Eğer alemde gayb ilminin Allah-u Teala tarafından ihsanı olmasaydı, o halde peygamberler nasıl işlerin gerçeğini haber veriyor ve insanları iç hayatlarından haberdar kılıyorlardı. Nitekim Al-i İmran suresinin 49. ayetinde Hz. İsa’nın İsrail oğullarına açıkça şöyle dediğini haber vermektedir:

“Ayrıca evlerinizde ne yiyip ne biriktirdiğinizi size haber veririm.”

İnsanların evinin içinden haber vermek gayptan haber vermek değil midir? Eğer bu konudaki bütün ayetleri burada okuyacak olursak, meclisin vaktini alırız. Örnek olsun diye bu kadar yeter sanırım

Şeyh: Sizin bu tür görüşleriniz sebebiyle sahtekarlıklar ve hokkabazlar toplumda yaygınlaşmıştır. Bazıları gayptan haber verdiklerini iddia ederek toplumda birçok sefaletlere sebep olmaktadır.

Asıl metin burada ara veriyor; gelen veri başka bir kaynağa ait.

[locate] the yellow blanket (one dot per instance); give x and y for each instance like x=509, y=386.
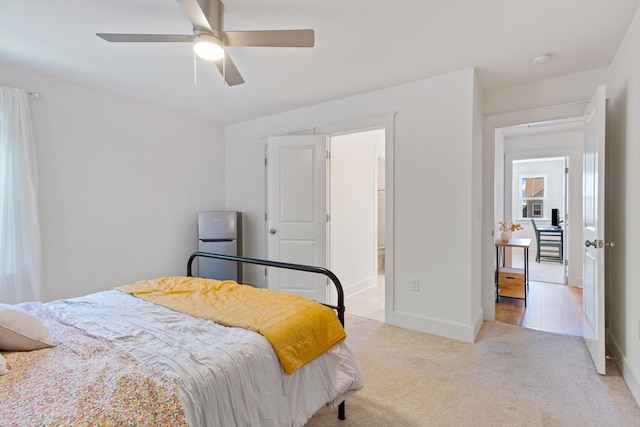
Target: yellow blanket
x=298, y=328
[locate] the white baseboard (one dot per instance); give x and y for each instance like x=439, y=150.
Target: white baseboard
x=631, y=377
x=456, y=331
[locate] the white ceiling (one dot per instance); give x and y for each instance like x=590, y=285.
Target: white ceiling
x=361, y=45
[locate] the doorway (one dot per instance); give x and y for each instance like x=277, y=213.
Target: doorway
x=358, y=220
x=549, y=153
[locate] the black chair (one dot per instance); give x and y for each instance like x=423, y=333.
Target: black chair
x=548, y=238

Halkı saptırarak onları apaçık gerçekten uzaklaştırmaktalar.
Gayp İlmini, Her Vesile ve Sebeple İddia Edenler Yalancıdırlar

Davetçi: Hak inançlar asla sefalete neden olmaz, insanları kötü yola çeken cehalettir. Eğer Müslümanlar bilgili olurlarsa ve Peygamber (s.a.a)’in emirleri doğrultusunda ilim ve alimlerin peşinden gidecek olsalar, özellikle Kur’ân’ı iyi bilirse ve ilmin kapısı ilk günden kapanmamış olsaydı asla cahil insanların peşinden gitmez her kurt ve tilkilere de yem olmazlardı.

Böylece Kur’ân-ı Kerim’in emriyle yola çıkarak sahtekarlara kanmazlardı. Zira ayette geçen “illa men’irteza min resul” (Peygamberlerden razı olunan hariç) tabiri, açıkça Allah-u Teala’ya özgü gayb ilminin, sebepsiz ve araçsız olarak sadece Peygamberlere özgü kılındığına delalet etmektedir.

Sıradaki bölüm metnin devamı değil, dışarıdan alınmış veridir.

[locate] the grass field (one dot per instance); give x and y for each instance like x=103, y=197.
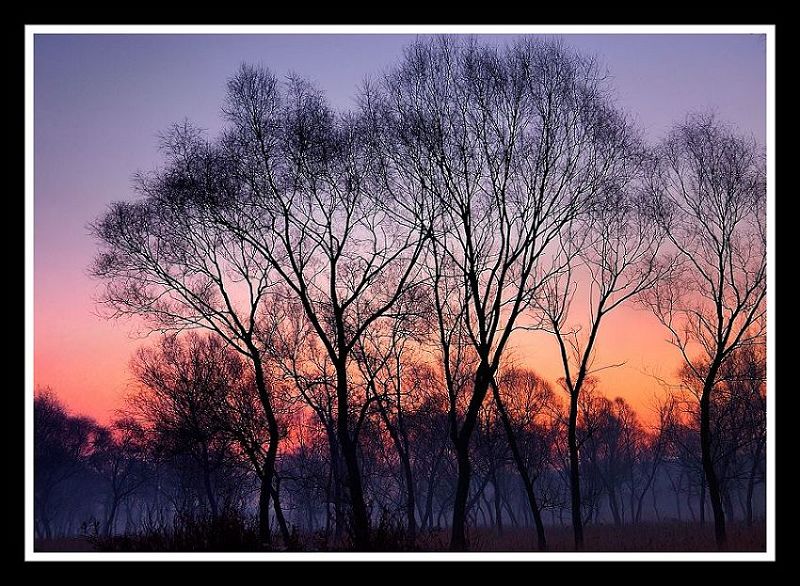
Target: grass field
x=645, y=537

Eğer bir kimse Peygamber (s.a.a) veya İmam olmadan Allah-u Teala’ya özgü gayb ilmine mazhar olduğunu iddia ederse, kesinlikle iftira ve yalancıdır. Kur’ân’a uyan arif ve alim Müslümanlar, onların tarafına gitmez ve asla onlara kanmazlar.

Çünkü onlar Kur’ân ve Kur’ân’ın gerçek sahipleri olan Ehl-i Beyt (a.s) dışında hiç kimsenin peşinden gitmezler.

Özetle Peygamber (s.a.a) ve O’nun tertemiz vasileri dışında bu ümmetten her kim gayb iddiasında bulunursa ve her sebep ve vesileyle gayptan haber verdiğini iddia ederse sahtekar, hokkabaz ve yalancıdır.

Şeyh: Peygamberler vahiy nüzulünün merkezi olduğu için (sizin deyiminizle) gayb ilmine sahip olabilirler. Efendimiz Ali (k.v.) peygamber miydi veya bu işte peygamber ortağı mıydı ki gayb ilmini bilsin?